With a runner in scoring position, Mary Kate Murray stepped to the plate and whacked an RBI single up the right field boundary, leveling the game. Though Murray never made it home, courtesy of a Deanna Grahek pop out, Syracuse head coach Shannon Doepking put Verni in to relieve Pengel.
The Orange and Great Danes sang the same song in the bottom of the fifth. Verni shut down three UAlbany hitters in a row before the Orange took the plate again. Rose Cano started the inning with a single to center field. Her pinch runner, Kendall Gaunt, advanced to second on a wild pitch, then third on a Burney groundout, but the effort amounted to nothing.
Following the fifth inning, Verni and UAlbany pitcher, Hayley Wieczerzak — who finished with 12 strikeouts — reduced the sixth, seventh and eighth innings to sequences of walks and routine outs. Only Verni let off a hit, a Quinn single on the second at-bat of the sixth. What began as an offensive battle turned into a question of who would break first.
The answer? Verni.
On a Katie Parisi double to left field in the top of the ninth inning, Kacey Conn scored. The Orange had no answer.

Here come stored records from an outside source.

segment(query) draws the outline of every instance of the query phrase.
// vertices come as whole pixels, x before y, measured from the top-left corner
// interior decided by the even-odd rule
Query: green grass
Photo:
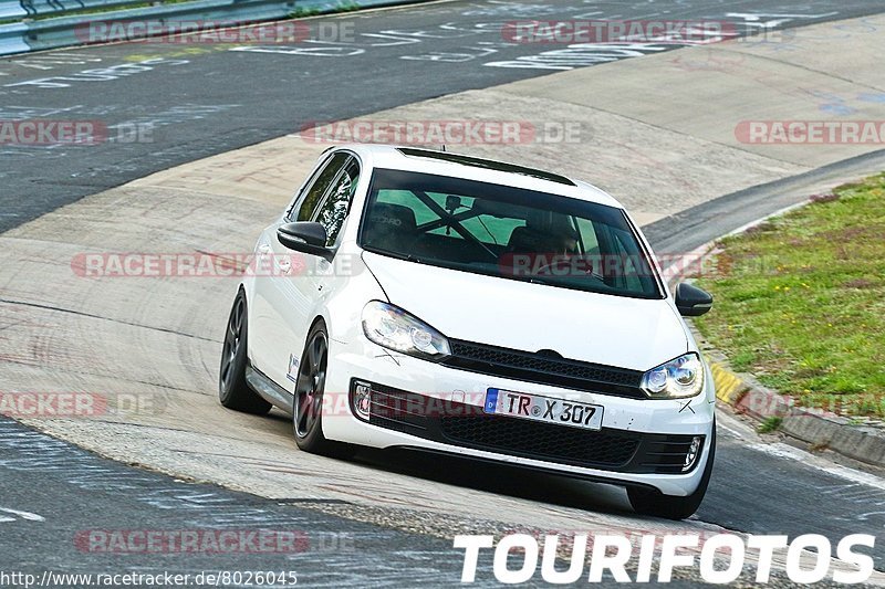
[[[696,323],[801,406],[885,417],[885,173],[814,200],[721,241]]]

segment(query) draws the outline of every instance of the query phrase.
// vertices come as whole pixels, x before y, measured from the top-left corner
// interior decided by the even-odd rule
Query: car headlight
[[[385,348],[428,360],[441,360],[451,355],[446,337],[405,311],[381,301],[363,308],[363,332]]]
[[[704,362],[695,354],[652,368],[643,375],[643,390],[653,399],[685,399],[704,390]]]

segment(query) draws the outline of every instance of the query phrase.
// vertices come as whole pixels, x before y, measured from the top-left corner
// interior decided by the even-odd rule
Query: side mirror
[[[280,243],[296,252],[304,252],[329,259],[332,251],[325,246],[325,228],[313,221],[285,223],[277,229]]]
[[[683,317],[699,317],[712,307],[712,295],[686,282],[676,287],[676,308]]]

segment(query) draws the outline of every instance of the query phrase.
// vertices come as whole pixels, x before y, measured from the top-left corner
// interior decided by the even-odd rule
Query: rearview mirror
[[[277,229],[277,239],[280,243],[296,252],[320,255],[326,260],[332,256],[332,251],[325,246],[325,228],[313,221],[298,221],[285,223]]]
[[[676,287],[676,308],[683,317],[699,317],[712,307],[712,295],[687,282]]]

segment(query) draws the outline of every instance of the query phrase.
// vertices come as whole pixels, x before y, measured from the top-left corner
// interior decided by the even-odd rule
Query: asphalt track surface
[[[454,2],[347,15],[346,19],[355,22],[355,40],[289,48],[294,53],[280,53],[278,51],[284,49],[280,46],[269,48],[272,52],[256,52],[220,46],[195,51],[195,48],[177,45],[136,44],[2,60],[0,119],[94,118],[122,128],[149,122],[154,134],[150,143],[42,148],[0,146],[0,231],[83,196],[170,166],[298,132],[311,122],[348,118],[543,75],[555,71],[548,69],[551,64],[555,67],[591,65],[580,60],[565,65],[561,61],[534,61],[532,67],[489,65],[491,62],[512,63],[550,49],[502,44],[494,23],[520,18],[723,19],[727,13],[752,11],[790,15],[781,18],[779,25],[795,27],[874,13],[881,11],[881,7],[872,1],[836,4],[789,0],[740,3],[573,0],[521,4],[521,8],[512,2]],[[545,65],[537,67],[539,63]],[[434,75],[428,75],[430,67],[435,69]],[[94,70],[103,72],[96,74]],[[683,214],[690,215],[690,211]],[[660,227],[658,239],[655,231],[650,232],[653,241],[662,243],[665,233],[666,239],[673,241],[673,232],[665,232]],[[733,227],[721,227],[717,231],[728,229]],[[696,238],[684,235],[683,245],[690,244],[693,239]],[[0,517],[0,567],[4,570],[43,570],[53,565],[69,572],[77,566],[95,572],[102,562],[108,569],[118,569],[118,560],[103,561],[94,554],[84,555],[74,549],[73,535],[96,527],[186,527],[183,522],[192,527],[221,526],[225,509],[237,511],[231,505],[248,513],[231,515],[225,524],[228,526],[239,525],[230,522],[240,522],[242,527],[254,527],[258,518],[261,525],[361,535],[358,546],[365,557],[346,553],[348,559],[337,566],[334,551],[319,556],[313,551],[310,558],[301,559],[285,557],[287,561],[298,560],[296,569],[305,585],[319,582],[320,577],[312,575],[330,570],[330,565],[342,576],[366,574],[369,576],[361,578],[381,580],[372,577],[378,574],[377,569],[372,572],[358,569],[372,562],[377,565],[379,559],[373,553],[389,561],[387,581],[414,585],[444,579],[450,583],[460,570],[460,553],[454,551],[449,541],[343,522],[216,487],[198,490],[211,501],[195,499],[192,487],[177,493],[174,487],[180,483],[166,476],[97,459],[7,420],[0,421],[0,430],[2,502],[14,504],[0,503],[0,507],[41,514],[51,524],[35,533],[33,522],[27,517]],[[35,445],[27,445],[31,443]],[[40,444],[48,445],[41,448]],[[70,471],[61,469],[58,462],[54,467],[51,462],[45,467],[28,462],[41,453],[52,455],[53,452],[70,452],[71,456],[64,461],[70,459],[92,465],[84,467],[105,469],[111,473],[110,480],[139,481],[137,485],[142,485],[143,493],[114,486],[107,480],[93,480],[84,486],[82,481],[77,484],[76,477],[72,482],[71,476],[62,476],[59,471]],[[431,476],[419,463],[407,464],[404,469],[416,476]],[[164,493],[185,498],[171,502],[144,498],[156,498]],[[698,518],[748,533],[790,536],[820,533],[837,539],[855,533],[878,535],[885,524],[882,505],[885,505],[883,488],[858,484],[846,478],[844,473],[840,474],[837,469],[824,472],[803,464],[790,457],[789,452],[775,455],[771,450],[748,445],[733,433],[722,431],[712,483]],[[25,553],[28,556],[23,557]],[[877,568],[885,567],[882,546],[874,556]],[[262,558],[215,556],[207,557],[204,562],[189,557],[178,564],[174,562],[174,557],[168,557],[168,562],[133,558],[127,561],[127,568],[197,571],[202,570],[205,564],[218,570],[261,570],[266,566],[277,569],[284,564],[279,555],[268,560]],[[414,572],[409,572],[408,578],[403,576],[403,570],[414,571],[416,566],[426,572],[425,577]]]

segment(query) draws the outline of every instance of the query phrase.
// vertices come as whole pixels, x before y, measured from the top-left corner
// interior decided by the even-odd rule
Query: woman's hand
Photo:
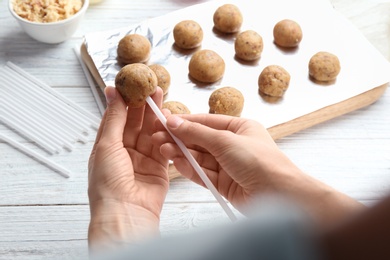
[[[168,191],[168,160],[151,143],[156,117],[149,106],[128,108],[115,88],[89,159],[91,246],[135,241],[158,233]],[[162,91],[152,96],[159,107]]]
[[[224,115],[171,115],[169,130],[190,149],[216,189],[242,213],[259,195],[286,196],[320,221],[361,207],[355,200],[303,173],[258,122]],[[185,177],[204,185],[162,125],[153,135],[161,153]]]

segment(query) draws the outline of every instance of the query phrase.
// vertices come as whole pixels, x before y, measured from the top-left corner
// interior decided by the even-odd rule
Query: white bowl
[[[81,9],[71,17],[52,23],[30,22],[15,13],[12,0],[8,1],[8,8],[12,16],[18,21],[23,30],[33,39],[44,43],[60,43],[75,33],[85,12],[88,9],[89,0],[83,0]]]

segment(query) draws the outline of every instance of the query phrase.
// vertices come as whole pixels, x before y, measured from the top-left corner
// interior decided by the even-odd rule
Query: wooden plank
[[[160,230],[166,236],[229,222],[217,203],[167,203]],[[0,207],[0,259],[87,259],[88,224],[88,205]]]

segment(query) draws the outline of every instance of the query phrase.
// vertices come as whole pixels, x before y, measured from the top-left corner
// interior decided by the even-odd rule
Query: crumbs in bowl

Game 2 began in the opposite fashion from the first. UAlbany pitcher Haily Errichiello shut down the Orange in the first two frames, her only slip up a Flores single to center.
The Syracuse mound was a different story; Sydney Jackson struggled in her second start of the season.
Pike and Sara Anderson doubled on the first two at-bats, quickly making the first noise. Parisi’s subsequent single drove Anderson home.
Although Jackson closed out the inning without allowing the Great Danes to expand their lead, it was too little, too late. Doepking pulled her for Knight in the bottom of the second.
After a rocky second frame — where Knight walked two and Gaelen Kelly singled — her sister Mackenzie Knight kicked off the top of the third with a bunt single. Gabby Lantier reached courtesy of Mackenzie’s out at second, before Burney walked. A Peyton Schemmer strikeout loaded the tally to two, and the rally’s viability was threatened.
SU had seen this situation in the opening contest of Sunday’s doubleheader, leaving eight runners stranded across six innings.
But Knight had bail money. It’s what has delineated Syracuse’s wins from losses this year: A single player, typically Knight, stepping up to lead the team.
She launched a three-RBI homer — her sixth on the season — over the left field wall, and the Orange never looked back.
Knight never had to face more than four hitters in the final four innings. In fact, she only faced that tally once, in the bottom of the fifth when Pike got to first off a throwing error by Erika Zamora.
Aside from the one mishap, SU’s defense shut out UAlbany’s hitters in order, with Knight contributing three strikeouts in that span.
Errichiello achieved a similar feat, notching 1-2-3 innings in all but the fifth. Errichiello walked Mackenzie, who stole second, and Lantier followed with a single and second-base steal as well. Despite the Orange having two runners in scoring position, Errichiello got her team out of the jam nearly unscathed. SU resorted to a Madelyn Lopez sacrifice fly to bring in a run.
The Orange and Great Danes went 3-for-11 and 4-for-11 at the plate in the first three innings. In the last three, they went 1-for-12 and 0-for-13, respectively.
Knight’s homer ended the game where it stood, the most recent on a list of rescues.